Efforts to characterize vaginal microbial communities using cultivation methods undoubtedly led to significant improvements in understanding the role of microbes in vaginal health, but they were limited due to the inherent biases in cultivation methods. Today it is well known that most host-associated and environmental microbes resist cultivation in the laboratory using traditional techniques.39 Undoubtedly cultivation of microorganisms is fundamental to understanding their physiology and phenotypic characteristics, and it remains a very useful tool in studies of microbial ecology. Promising developments in cultivation of fastidious bacteria using state-of-the-art techniques40-43 are likely to enable the cultivation of many previously inaccessible microbes. However, studies aimed at assessing fine-scale variation in host-associated microbial communities within and among individuals or exploring ecological relationships within these communities require methods that provide detailed information about microbial diversity while also being cost-effective and scalable to high-throughput sample processing. In response to this need, cultivation-independent methods have in recent years become the standard approach to characterizing the diversity of microbes residing in and on the human body.44-48
Major advances in DNA sequencing technology over the last decade have fundamentally changed the way we assess microbial community structure and composition. For investigations of bacterial diversity, these methods commonly utilize 16S rRNA gene sequences as a means to compare and classify taxa. This approach circumvents the need for cultivation by analyzing DNA sequences extracted directly from samples. Typically, partial 16S rRNA gene sequences are amplified using primers that anneal to highly conserved sequences in the gene, and the resulting amplicons are sequenced. Phylogenetic analyses of the sequences allows for classification of phylotypes and determination of the numerically dominant taxa in a community. Other methods that rely on other conserved genes (cpn6049, rpoC, uvrB or recA50) have also been developed but are not as widely used.

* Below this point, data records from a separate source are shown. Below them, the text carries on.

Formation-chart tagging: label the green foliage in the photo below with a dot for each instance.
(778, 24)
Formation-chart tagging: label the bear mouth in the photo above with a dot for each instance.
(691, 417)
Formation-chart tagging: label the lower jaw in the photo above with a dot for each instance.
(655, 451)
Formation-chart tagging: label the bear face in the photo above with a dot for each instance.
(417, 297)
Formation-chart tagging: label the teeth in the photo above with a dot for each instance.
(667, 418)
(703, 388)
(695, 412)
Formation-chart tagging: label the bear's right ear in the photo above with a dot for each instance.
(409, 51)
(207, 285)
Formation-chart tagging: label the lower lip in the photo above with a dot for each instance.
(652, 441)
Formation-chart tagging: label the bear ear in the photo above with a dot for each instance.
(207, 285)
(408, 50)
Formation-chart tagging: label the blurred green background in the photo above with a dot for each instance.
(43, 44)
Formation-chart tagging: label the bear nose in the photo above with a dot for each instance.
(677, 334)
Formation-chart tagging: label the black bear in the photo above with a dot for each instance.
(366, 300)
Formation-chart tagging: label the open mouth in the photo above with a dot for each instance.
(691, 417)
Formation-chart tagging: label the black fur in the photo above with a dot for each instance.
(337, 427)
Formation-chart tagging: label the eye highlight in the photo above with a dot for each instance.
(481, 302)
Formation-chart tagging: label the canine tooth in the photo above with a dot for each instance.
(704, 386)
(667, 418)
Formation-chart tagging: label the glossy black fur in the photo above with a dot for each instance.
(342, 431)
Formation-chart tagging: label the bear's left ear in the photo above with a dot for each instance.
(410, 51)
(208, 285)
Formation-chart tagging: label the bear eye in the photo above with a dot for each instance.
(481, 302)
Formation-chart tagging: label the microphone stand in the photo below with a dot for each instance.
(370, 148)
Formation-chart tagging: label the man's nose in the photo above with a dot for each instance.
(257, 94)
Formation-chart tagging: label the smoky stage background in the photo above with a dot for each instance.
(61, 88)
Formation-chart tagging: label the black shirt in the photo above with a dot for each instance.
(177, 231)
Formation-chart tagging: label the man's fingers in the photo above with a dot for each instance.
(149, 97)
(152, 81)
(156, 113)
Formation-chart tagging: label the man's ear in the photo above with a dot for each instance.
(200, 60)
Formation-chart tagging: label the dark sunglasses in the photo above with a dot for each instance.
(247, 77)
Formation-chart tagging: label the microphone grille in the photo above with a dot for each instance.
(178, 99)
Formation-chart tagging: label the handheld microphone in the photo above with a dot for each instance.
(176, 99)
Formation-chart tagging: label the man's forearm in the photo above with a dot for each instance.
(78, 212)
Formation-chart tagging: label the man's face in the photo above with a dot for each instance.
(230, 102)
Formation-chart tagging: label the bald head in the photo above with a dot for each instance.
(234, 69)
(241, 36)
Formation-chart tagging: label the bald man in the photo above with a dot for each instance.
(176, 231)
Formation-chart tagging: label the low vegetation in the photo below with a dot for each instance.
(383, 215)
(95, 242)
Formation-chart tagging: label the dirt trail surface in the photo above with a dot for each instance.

Using these methods numerous studies have been done to characterize the vaginal microbial communities of healthy, asymptomatic, reproductive age women.3-5, 37, 51-55 Although these studies have relied on various analytical methodologies and study designs – sampling different regions of the vagina, women from various ethnic backgrounds, different geographical locations of populations, sampling times in relation to the menstrual cycle, and so on – their findings consistently demonstrate that vaginal bacterial community composition differs both within and between women, and several types of communities are known to exist. Together, these findings paint a much more complicated picture of the vaginal microbiota than had been considered in the past.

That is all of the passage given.